Joseph Wadley was born December 23, 1830 in Newent Gloucestershire, England. He immigrated to the United States and was granted legal title to 160 acres on Lindon Hill. As a horticulturist by trade Joseph planted and cared for a large variety of fruit and shade trees on the farm.

From 1881 – 1883, Joseph constructed a large home patterned after a traditional English country manor.
n 1907 Joseph’s son, Joseph Daniel Wadley moved to the farm with his family and in 1925 his son, Joseph Daniel Wadley Jr purchased and worked the land for another 2 generations. Today the land is lovingly cared for by the 5th & 6th generation of Joseph’s decendants.

The turn of the century, reception barn was moved to the property in 1995 from Orem Boulevard and restored and refurbished to accommodate wedding receptions on the property.

The Railroad Building was moved to Wadley Farms in 1997.  It was the original railroad station from a mining town in the west desert, called Toplift and also keeping with the historic setting, was built in the early 1900’s.

The Castle took 5 years to build and is the newest building to the Wadley Farms property.  The wood beams, mantels on the fire places, and wood floors were all lovingly preserved from local historical buildings (Hill Air Force Base, Union Pacific Railroad and others). Chandeliers were constructed from drill pipe found in the Vernal area.  In hopes of preserving a piece of local history, we present the legacy of Wadley Farms.



“These old buildings do not belong to us only, they belong to our forefathers and they will belong to our decendants unless we play them false. They are not in any sense our own property to do as we would like with them. We are only trustees for those that come after us.”

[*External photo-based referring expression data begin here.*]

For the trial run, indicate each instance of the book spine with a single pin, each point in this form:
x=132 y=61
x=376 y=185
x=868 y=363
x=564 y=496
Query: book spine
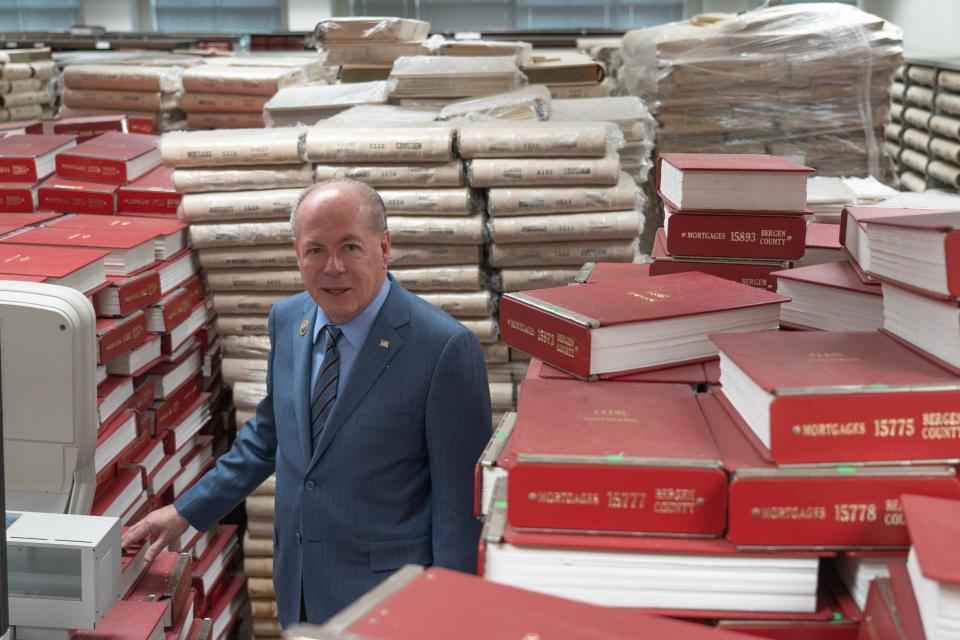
x=858 y=427
x=723 y=236
x=749 y=274
x=617 y=497
x=122 y=338
x=827 y=511
x=89 y=168
x=546 y=336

~ William Morris Oxford, England 1876


Progress, and improve upon and make beautiful everything around you. Cultivate the earth, and cultivate your minds. Build cities, adorn your habitations, make gardens, orchards, and vineyards, and render the earth so pleasant that when you look upon your labors you may also do so with pleasure and that angels may delight to come and visit your beautiful locations.